By Qi Xiang, nicknamed Yizhi at Alibaba.
Often unlabeled data cannot be effectively used. This is a major problem in the industry. Combatting this problem, at Alibaba we proposed a deep learning risk control algorithm named Auto Risk to address any of our business scenarios with insufficiently labeled data and a large amount of unlabeled data that cannot be effectively used. This algorithm was directed at behavior sequence data. As part of this initiative, we also proposed the use of agent tasks to learn general features from unlabeled data.
Our idea in many ways follows the same lines of pre-training models like the leading Bidirectional Encoder Representation from Transformers (BERT) model in the natural language processing field. However, behavior sequence data and business is quite distinct from the data typically seen with natural language processing. Therefore, the design and implementation of our model had to be different.
Our model has been implemented in real business scenarios, delivering some real world improvements. Experimental verification showed that the model's broad capabilities can be applicable to a variety of industry scenarios. And, compared with purely supervised learning, this model also delivers significant improvements in scenarios with a small number of samples.

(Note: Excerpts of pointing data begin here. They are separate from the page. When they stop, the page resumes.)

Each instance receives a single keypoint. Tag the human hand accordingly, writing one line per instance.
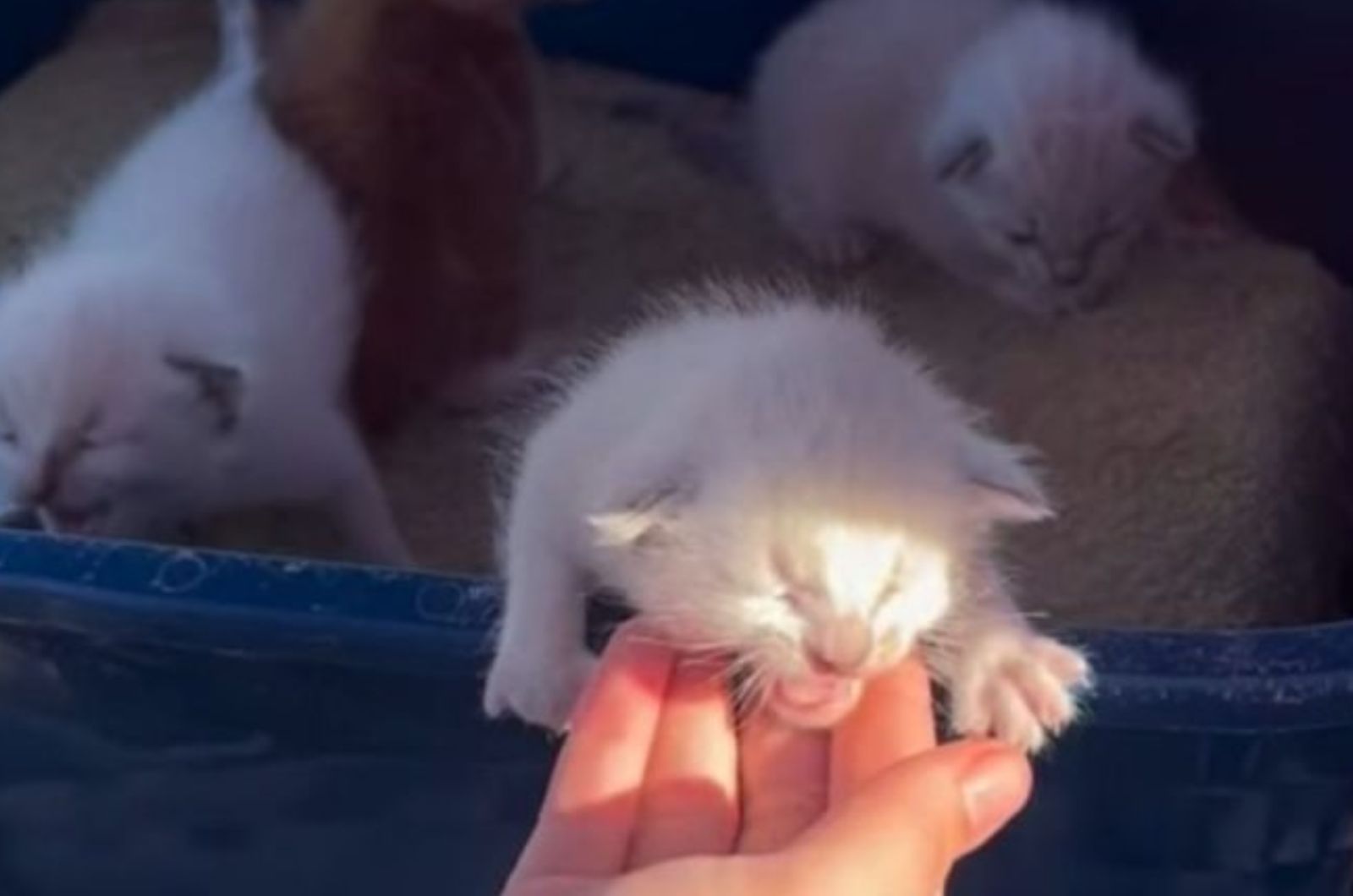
(656, 792)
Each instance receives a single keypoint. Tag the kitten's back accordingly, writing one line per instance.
(214, 189)
(753, 382)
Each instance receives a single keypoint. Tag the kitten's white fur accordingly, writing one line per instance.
(766, 475)
(183, 349)
(964, 125)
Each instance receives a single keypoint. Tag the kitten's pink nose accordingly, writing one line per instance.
(841, 646)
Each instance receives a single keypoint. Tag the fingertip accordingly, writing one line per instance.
(893, 720)
(996, 785)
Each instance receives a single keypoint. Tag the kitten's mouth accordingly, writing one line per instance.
(815, 700)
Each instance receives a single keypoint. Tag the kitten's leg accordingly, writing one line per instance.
(358, 501)
(541, 662)
(825, 234)
(1003, 677)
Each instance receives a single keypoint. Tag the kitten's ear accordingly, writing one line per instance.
(218, 386)
(962, 159)
(640, 522)
(1001, 486)
(1170, 142)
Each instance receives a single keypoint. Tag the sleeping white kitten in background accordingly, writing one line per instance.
(183, 349)
(769, 478)
(1022, 145)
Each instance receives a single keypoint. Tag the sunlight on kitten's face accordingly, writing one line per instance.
(807, 610)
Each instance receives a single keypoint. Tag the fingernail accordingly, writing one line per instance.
(994, 788)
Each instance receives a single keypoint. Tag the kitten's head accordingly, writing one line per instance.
(1055, 142)
(107, 420)
(809, 585)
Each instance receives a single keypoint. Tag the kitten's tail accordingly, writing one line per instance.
(238, 25)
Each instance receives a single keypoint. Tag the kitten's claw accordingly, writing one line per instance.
(1018, 686)
(539, 692)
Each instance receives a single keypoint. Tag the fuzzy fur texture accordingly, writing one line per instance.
(419, 112)
(1022, 145)
(766, 477)
(182, 351)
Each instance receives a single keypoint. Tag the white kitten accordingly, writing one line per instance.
(184, 348)
(768, 477)
(1022, 145)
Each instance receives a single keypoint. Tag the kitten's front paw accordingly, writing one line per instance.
(539, 692)
(1048, 303)
(846, 248)
(1018, 686)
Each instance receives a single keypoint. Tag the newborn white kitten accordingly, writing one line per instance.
(183, 349)
(769, 478)
(1023, 145)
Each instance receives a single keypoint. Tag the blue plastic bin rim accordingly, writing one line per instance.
(293, 609)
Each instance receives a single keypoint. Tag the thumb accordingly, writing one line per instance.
(903, 831)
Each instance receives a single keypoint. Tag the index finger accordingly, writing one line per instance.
(592, 804)
(893, 720)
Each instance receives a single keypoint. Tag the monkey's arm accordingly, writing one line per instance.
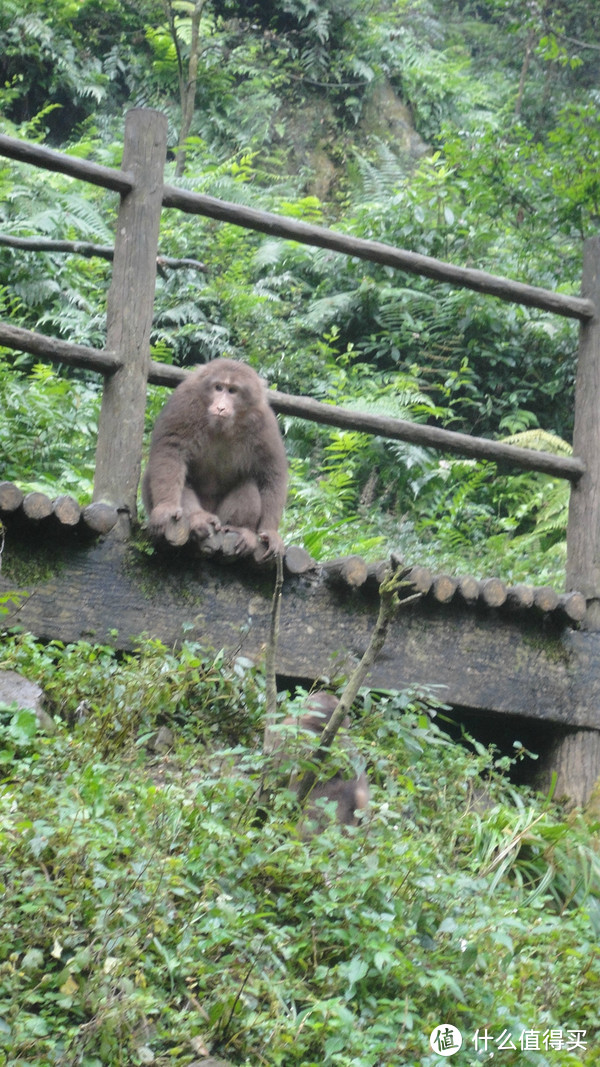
(272, 487)
(163, 484)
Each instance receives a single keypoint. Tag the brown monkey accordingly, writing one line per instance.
(217, 459)
(349, 794)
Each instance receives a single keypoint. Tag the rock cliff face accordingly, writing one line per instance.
(316, 144)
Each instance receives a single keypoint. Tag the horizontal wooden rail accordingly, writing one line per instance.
(294, 229)
(398, 429)
(278, 225)
(59, 351)
(50, 160)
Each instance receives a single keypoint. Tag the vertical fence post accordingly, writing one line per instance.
(583, 535)
(129, 311)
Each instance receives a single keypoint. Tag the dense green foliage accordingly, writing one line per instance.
(147, 916)
(306, 109)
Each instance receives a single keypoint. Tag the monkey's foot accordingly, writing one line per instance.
(272, 544)
(203, 524)
(246, 540)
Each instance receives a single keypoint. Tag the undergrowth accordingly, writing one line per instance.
(148, 917)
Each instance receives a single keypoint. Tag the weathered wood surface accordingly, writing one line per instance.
(494, 661)
(58, 518)
(398, 429)
(583, 534)
(414, 263)
(24, 152)
(297, 231)
(59, 351)
(129, 312)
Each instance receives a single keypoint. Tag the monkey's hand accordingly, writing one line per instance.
(273, 544)
(203, 524)
(246, 542)
(161, 515)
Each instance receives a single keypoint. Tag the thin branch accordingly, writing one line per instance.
(389, 604)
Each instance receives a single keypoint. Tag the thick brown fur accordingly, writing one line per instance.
(217, 459)
(350, 795)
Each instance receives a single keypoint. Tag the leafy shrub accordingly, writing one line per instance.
(148, 917)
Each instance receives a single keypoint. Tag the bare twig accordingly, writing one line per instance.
(389, 604)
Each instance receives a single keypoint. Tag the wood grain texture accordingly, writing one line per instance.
(508, 663)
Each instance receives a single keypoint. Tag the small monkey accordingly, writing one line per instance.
(349, 794)
(217, 460)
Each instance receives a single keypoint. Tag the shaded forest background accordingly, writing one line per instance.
(147, 917)
(467, 131)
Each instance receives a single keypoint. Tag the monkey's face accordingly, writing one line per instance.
(227, 400)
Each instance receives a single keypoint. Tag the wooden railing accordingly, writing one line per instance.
(127, 367)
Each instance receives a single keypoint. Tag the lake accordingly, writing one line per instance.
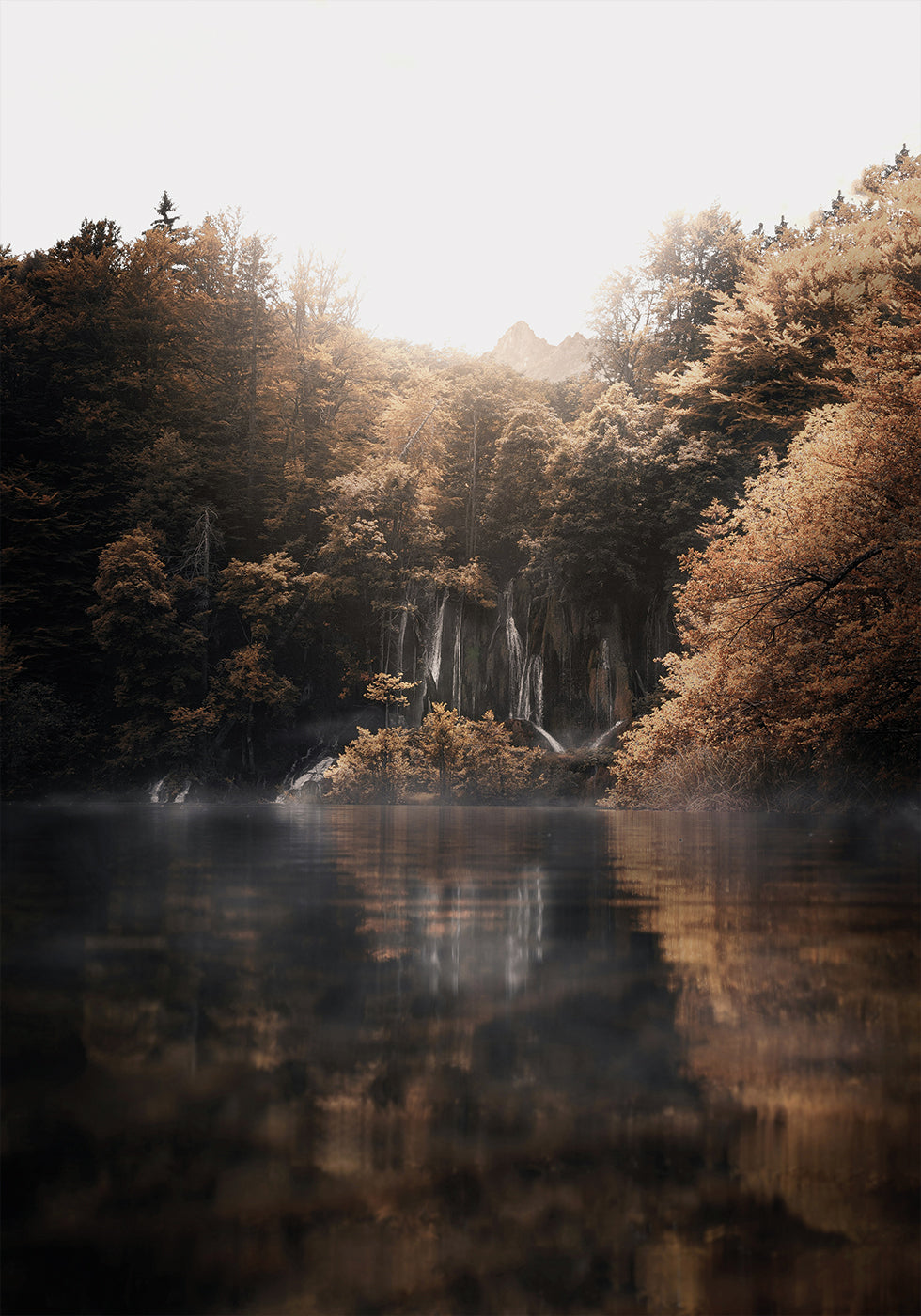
(447, 1059)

For context, behavior sequence data like the browsing data collected from Taobao shoppers and risk control events in Alipay are common type of data at Alibaba Group. And, in fact, this kind of data serves as an important source-level input for intelligent services we offer like our product recommendation and risk control algorithms.
Consider the following examples. Say we are given the transaction sequence of a user and asked to predict what the user would buy next, or we are given the sequence of a risk control event and asked to predict whether a product is legal or illegal. The reality is that, for both these scenarios, we are require to characterize a list of behavior sequences into vectors and classify the sequences. This is where our algorithm comes into play.

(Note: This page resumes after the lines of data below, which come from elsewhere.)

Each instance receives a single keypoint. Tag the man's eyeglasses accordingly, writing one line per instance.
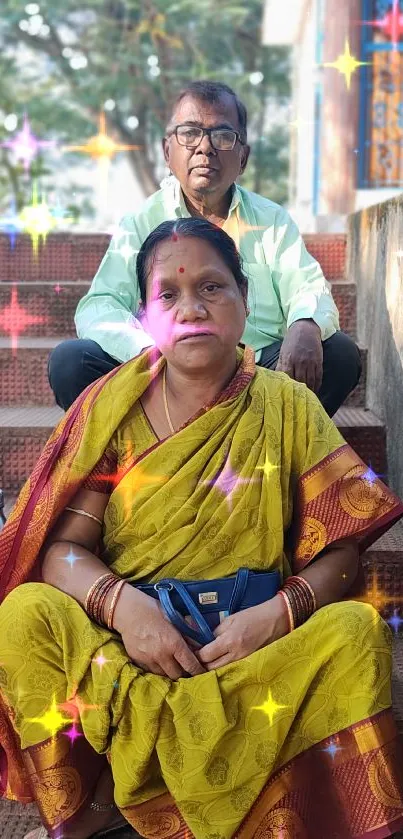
(221, 139)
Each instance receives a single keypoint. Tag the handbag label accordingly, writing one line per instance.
(208, 597)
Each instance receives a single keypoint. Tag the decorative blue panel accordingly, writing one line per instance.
(381, 95)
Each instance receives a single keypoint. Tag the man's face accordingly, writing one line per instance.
(204, 171)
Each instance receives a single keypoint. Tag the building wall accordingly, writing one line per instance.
(375, 261)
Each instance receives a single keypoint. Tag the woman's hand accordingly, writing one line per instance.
(149, 638)
(245, 632)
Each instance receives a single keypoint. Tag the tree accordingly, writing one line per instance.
(72, 57)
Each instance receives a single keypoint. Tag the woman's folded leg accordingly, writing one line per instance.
(233, 747)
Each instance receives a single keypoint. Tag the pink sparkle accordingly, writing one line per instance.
(76, 706)
(25, 144)
(391, 23)
(14, 319)
(73, 734)
(227, 480)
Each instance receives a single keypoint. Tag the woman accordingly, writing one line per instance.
(189, 462)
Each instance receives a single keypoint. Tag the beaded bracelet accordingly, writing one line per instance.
(99, 607)
(112, 607)
(97, 594)
(301, 598)
(285, 598)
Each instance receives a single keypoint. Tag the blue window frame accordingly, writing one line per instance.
(380, 161)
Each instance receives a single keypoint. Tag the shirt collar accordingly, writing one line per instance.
(178, 202)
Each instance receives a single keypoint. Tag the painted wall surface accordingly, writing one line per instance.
(375, 262)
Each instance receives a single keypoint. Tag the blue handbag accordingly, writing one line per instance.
(207, 602)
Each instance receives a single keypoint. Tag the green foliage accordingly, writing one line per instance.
(214, 39)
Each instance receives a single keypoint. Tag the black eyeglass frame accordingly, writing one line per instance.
(209, 132)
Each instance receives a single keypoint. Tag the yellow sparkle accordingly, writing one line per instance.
(267, 467)
(269, 707)
(52, 720)
(37, 220)
(101, 147)
(346, 64)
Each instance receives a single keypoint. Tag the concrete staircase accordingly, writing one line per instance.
(37, 303)
(38, 298)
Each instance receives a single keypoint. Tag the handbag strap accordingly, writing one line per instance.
(238, 592)
(163, 588)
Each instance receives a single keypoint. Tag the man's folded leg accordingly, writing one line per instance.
(73, 365)
(341, 369)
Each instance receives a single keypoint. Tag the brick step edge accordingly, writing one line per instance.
(51, 306)
(78, 255)
(24, 377)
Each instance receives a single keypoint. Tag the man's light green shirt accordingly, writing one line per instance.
(285, 282)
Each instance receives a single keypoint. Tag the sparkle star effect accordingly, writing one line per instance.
(270, 707)
(77, 707)
(52, 720)
(227, 481)
(101, 147)
(100, 660)
(14, 319)
(37, 220)
(73, 734)
(346, 64)
(370, 476)
(391, 23)
(332, 749)
(267, 468)
(134, 477)
(71, 558)
(10, 223)
(395, 621)
(25, 145)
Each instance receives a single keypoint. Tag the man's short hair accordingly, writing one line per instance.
(212, 92)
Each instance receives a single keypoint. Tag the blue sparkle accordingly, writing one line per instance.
(71, 558)
(332, 749)
(395, 622)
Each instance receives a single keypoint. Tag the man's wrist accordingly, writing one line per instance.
(309, 321)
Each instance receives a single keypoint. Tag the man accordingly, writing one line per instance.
(293, 323)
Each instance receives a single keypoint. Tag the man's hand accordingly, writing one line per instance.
(301, 354)
(242, 634)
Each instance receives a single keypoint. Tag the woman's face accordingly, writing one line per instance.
(195, 311)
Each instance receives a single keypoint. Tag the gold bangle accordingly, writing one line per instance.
(309, 587)
(84, 513)
(112, 607)
(289, 610)
(93, 587)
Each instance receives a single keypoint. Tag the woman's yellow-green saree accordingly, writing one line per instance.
(297, 740)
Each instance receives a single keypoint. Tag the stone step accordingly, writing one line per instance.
(24, 379)
(46, 309)
(24, 431)
(76, 256)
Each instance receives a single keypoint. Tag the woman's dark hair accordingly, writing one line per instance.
(199, 229)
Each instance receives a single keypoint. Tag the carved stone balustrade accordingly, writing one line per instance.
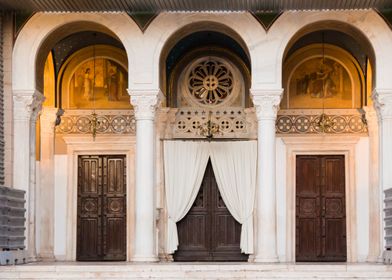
(108, 122)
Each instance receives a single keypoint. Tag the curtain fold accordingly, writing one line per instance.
(234, 165)
(185, 164)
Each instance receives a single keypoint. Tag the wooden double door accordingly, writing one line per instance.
(209, 232)
(320, 208)
(101, 221)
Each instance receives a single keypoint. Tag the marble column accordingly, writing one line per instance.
(266, 103)
(383, 103)
(145, 104)
(375, 194)
(45, 191)
(26, 107)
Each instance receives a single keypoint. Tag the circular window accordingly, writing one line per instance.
(210, 82)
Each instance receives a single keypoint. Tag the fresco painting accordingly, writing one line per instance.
(320, 82)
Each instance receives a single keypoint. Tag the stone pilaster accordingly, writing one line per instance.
(375, 204)
(26, 107)
(266, 103)
(45, 192)
(145, 104)
(383, 103)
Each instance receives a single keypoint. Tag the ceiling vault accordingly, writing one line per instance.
(154, 6)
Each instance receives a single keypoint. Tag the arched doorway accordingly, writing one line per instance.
(209, 232)
(208, 79)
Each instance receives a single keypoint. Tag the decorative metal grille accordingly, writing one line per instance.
(79, 122)
(307, 124)
(210, 82)
(233, 123)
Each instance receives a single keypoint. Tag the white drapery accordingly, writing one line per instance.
(234, 165)
(185, 164)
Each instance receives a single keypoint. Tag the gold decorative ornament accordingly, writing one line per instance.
(209, 128)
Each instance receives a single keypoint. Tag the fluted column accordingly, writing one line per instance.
(266, 104)
(26, 107)
(145, 104)
(383, 103)
(45, 192)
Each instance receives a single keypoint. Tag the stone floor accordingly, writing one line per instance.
(117, 270)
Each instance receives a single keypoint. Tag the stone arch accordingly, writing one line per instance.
(168, 28)
(44, 29)
(368, 25)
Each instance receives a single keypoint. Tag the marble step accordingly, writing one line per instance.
(60, 271)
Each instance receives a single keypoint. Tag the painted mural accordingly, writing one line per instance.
(320, 82)
(99, 84)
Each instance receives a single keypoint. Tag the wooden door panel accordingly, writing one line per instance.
(208, 232)
(89, 235)
(320, 208)
(307, 244)
(101, 208)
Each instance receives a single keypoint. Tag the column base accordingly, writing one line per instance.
(144, 259)
(266, 259)
(49, 257)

A behavior sequence diagram
Traditionally, many features such as triggers and accumulations are designed based on experience and entered manually. Then, classifiers such as a Gradient Boosting Decision Tree (GBDT) are trained based on these features. In recent years, a relatively successful method has been to use neural networks like recurrent (RNN) and convolutional neural networks (CNN), as well as attention mechanisms. With these, behavior sequences are used directly as the input, and classification results or eigenvectors are the output. This method can be essentially summarized as an everything-to-vector idea. It has the advantage that it avoids the tedious work of manual characterization.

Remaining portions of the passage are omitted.